In de vorige paragraaf heb je kennisgemaakt met het aantrekken van neutrale voorwerpen door geladen voorwerpen. De ballon en de wand zijn hier een voorbeeld van. De ballon is geladen, maar de wand is neutraa. Toch trekken de ballon en de wand elkaar aan.
We kunnen dit begrijpen door te bedenken dat de wand - hoewel deze als geheel neutraal blijft - wel is opgebouwd uit geladen deeltjes: protonen en elektronen. Deze deeltjes "voelen" de invloed van de (negatief) geladen ballon als die in de buurt gebracht wordt. De negatief geladen deeltjes zullen een klein beetje opschuiven, dieper de wand in, zoals in figuur 1.4.
Het gevolg is dat de positieve ladingen van de wand dichter bij de ballon zitten dan de negatieve ladingen van de wand; de ballon en de wand trekken elkaar daardoor aan.
Maak nu de volgende opgaven.
Opgave 5)
Het eenvoudigste atoom, het waterstofatoom, bestaat uit een proton met daaromheen cirkelend een elektron.
a. Bereken de elektrische kracht die het atoom bij elkaar houdt, als het elektron zich op een afstand van 5,3.10-2 nm van het proton bevindt.
Deze kracht levert de middelpuntzoekende kracht.
b. Bereken de snelheid waarmee het elektron beweegt.
Stel dat het elektron met dezelfde snelheid beweegt, maar dat het atoom slechts door de gravitatiekracht bij elkaar gehouden wordt.
c. Bereken de afstand waarop het elektron zich in dit geval van het proton zou moeten bevinden.
Opgave 6)
Waardoor zijn de buitenste elektronen van een atoom gemakkelijker te verwijderen dan de binnenste? Geef twee oorzaken.
a. Neem de figuur over en teken de elektrische kracht op lading q2 met de juiste grootte en richting.
Bekijk figuur 1.4.3 De ladingen zitten op de hoekpunten van een denkbeeldige gelijkzijdige driehoek met zijden van 5 mm. Op tijdstip t = 0 laten we de ladingen vrij om te bewegen. b.
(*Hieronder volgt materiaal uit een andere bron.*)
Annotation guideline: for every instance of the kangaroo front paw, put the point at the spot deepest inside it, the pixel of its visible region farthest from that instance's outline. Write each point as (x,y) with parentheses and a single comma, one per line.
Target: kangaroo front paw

Neem de figuur over en geef de richting aan waarin lading Q op t = 0 zal gaan bewegen. Denk hierbij aan wat je bij mechanica geleerd hebt over het optellen van krachten.
Lading Q heeft een massa van 2,0 g.
c. Bereken de versnelling van lading Q op t = 0.
Opgave 8)
In de figuur hierboven zijn telkens drie puntladingen getekend en een punt P. De ladingen zijn even groot, maar hebben soms een verschillend teken. Ze liggen op een rechte lijn op telkens dezelfde onderlinge afstand. Er zijn geen andere ladingen dan de getekende. Orden de situaties A, B, ..., F naar de grootte van de kracht op een denkbeeldige puntlading in P.
Grootste kracht ..., ..., ..., ..., ..., ... kleinste kracht.
In situatie(s) ..., ..., ..., ..., ..., ... is de kracht even groot.
Leg telkens duidelijk uit hoe je tot het antwoord komt.
Opgave 9)
In de figuur hierboven zie je een elektroscoop. Met dit apparaat kan gecontroleerd worden of een voorwerp geladen is, door het tegen het bolvormige uitsteeksel van de elektroscoop aan te houden.
a. De blaadjes in de elektroscoop zijn elektrisch geleidend. Leg uit dat de blaadjes uit elkaar gaan wanneer het voorwerp geladen is.
b. Kun je uitmaken of het voorwerp positief of negatief geladen is?
c. Leg uit waarom het eigenlijk al voldoende is om het voorwerp in de buurt van de elektroscoop te houden.
Denk terug aan het proefje met de plastic pen en de papiersnippers. Leg uit waardoor de meeste papiersnippers vrijwel meteen na aanraking met de pen weer "wegspringen".